Шрифт:
Интервал:
Закладка:
Генри взобрался на стул у стойки, слегка одурманенный победой, как любой герой. Бармен плеснул ему изрядную порцию виски для успокоения нервов и принес лед и пластырь для исцеления окровавленных кулаков.
— Пианисту надо беречь руки, — сказал он. — Но ты отличный боец, Генри!
— Что это за черт? — спросил Генри.
— Толком не знаю, — ответил Бармен. — Он сюда не часто заходит. Знаю только, что раньше ездил на мотоцикле. Попал под фуру. Зовут Хайботтом или как-то так.
— Хайботтом?! — вскричал Генри. — Не может быть! Он мертв!
— Не волнуйся, Генри, — отозвался бармен. — Ему не впервой.
«Lana’s Left in London»[41]— так называлась песня, которую Генри посвятил своей перезрелой любовнице. Ее я тоже слышал, славная песенка о лживой дамочке, заставить умолкнуть которую могли только поцелуи. Не думаю, что речь шла о презрении к женщине — скорее, наоборот. Генри Лана и вправду нравилась, но она обманула его, и он снова устремился в Париж.

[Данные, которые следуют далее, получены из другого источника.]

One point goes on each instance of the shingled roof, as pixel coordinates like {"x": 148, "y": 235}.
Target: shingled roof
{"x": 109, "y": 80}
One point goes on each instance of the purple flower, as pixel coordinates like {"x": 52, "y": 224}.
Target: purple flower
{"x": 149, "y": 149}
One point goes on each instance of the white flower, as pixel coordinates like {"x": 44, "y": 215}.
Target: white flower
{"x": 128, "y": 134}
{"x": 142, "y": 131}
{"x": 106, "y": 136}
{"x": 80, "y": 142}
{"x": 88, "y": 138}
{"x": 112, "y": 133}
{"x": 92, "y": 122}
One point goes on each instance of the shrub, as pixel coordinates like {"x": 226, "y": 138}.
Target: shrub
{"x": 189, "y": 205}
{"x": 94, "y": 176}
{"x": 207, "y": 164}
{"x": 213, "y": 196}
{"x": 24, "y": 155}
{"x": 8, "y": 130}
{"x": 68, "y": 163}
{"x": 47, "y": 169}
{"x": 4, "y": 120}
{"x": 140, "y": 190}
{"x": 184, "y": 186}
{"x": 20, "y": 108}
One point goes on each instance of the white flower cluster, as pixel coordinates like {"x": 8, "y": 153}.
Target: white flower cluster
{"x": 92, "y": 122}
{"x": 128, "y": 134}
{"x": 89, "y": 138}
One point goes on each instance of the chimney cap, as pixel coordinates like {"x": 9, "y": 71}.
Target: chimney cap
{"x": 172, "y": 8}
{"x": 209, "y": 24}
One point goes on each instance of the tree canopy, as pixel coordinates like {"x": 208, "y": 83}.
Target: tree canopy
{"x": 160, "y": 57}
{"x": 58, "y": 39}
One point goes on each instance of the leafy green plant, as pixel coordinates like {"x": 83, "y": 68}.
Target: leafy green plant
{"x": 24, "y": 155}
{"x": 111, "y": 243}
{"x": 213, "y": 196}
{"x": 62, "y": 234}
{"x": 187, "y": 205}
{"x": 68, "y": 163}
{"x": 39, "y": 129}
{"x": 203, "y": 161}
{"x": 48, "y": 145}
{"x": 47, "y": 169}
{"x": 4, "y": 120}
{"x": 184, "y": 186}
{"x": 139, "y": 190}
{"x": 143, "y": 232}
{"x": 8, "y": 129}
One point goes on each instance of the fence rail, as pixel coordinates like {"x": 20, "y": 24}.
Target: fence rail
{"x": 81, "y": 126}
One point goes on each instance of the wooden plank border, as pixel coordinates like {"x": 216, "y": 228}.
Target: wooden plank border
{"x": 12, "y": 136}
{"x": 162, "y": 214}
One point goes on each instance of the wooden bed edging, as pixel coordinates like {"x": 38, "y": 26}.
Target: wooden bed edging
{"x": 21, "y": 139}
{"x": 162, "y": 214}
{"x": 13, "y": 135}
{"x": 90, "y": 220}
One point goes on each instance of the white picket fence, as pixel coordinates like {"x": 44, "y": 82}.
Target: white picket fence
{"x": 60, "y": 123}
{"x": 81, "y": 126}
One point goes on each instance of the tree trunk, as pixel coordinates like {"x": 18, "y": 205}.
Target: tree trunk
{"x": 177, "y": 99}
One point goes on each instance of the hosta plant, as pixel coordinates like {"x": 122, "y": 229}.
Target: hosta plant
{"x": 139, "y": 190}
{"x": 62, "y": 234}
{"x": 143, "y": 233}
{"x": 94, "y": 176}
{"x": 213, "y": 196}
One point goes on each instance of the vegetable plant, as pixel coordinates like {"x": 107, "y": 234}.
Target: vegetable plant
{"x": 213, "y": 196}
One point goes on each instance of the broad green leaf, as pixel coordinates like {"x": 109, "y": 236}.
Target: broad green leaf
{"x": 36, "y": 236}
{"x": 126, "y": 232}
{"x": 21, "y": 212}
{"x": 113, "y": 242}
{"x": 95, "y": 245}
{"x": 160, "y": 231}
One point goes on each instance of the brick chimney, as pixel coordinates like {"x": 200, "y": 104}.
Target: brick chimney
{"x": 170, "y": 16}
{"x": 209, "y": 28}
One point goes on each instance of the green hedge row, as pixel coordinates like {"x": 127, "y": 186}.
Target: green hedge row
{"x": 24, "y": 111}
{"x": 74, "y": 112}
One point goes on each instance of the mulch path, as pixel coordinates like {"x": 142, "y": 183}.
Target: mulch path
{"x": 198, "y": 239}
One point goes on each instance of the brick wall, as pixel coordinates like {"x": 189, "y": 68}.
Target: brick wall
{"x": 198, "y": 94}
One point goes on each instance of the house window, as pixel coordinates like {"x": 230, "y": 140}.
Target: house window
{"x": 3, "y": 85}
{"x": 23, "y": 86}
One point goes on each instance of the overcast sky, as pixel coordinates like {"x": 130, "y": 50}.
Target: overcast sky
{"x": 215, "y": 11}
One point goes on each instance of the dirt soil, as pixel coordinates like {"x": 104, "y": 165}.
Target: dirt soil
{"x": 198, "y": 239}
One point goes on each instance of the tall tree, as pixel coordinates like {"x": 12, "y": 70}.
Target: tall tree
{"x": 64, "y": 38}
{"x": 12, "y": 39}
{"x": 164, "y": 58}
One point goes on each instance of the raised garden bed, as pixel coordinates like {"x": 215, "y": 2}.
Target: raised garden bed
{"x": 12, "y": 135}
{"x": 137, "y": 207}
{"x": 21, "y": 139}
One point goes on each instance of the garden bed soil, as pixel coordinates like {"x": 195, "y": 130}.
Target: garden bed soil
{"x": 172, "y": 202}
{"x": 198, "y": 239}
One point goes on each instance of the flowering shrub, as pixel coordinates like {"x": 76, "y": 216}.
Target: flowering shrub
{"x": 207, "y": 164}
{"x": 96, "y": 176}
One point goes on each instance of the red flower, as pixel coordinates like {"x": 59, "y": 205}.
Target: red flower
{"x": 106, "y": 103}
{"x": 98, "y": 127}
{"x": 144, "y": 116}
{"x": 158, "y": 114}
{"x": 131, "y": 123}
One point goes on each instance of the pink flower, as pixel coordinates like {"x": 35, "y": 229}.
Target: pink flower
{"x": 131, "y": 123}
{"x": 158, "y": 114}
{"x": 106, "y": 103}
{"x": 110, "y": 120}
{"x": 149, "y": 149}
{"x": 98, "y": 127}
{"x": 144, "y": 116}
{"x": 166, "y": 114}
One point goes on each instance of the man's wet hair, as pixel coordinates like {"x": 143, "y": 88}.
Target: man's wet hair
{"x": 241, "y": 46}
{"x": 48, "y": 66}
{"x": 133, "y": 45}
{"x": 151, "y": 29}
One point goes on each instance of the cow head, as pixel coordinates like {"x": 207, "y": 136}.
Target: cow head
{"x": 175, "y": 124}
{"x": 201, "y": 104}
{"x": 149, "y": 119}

Генри прожил в свингующем Лондоне больше года, за это время он успел изучить город и получить нужный урок. Лана вскоре простила его, ибо он так и не рассказал о драке с покойным супругом. Все последующие годы она исправно отправляла Генри рождественские открытки с блестками и неизменным вопросом о том, когда он вернется. Но Генри не вернулся.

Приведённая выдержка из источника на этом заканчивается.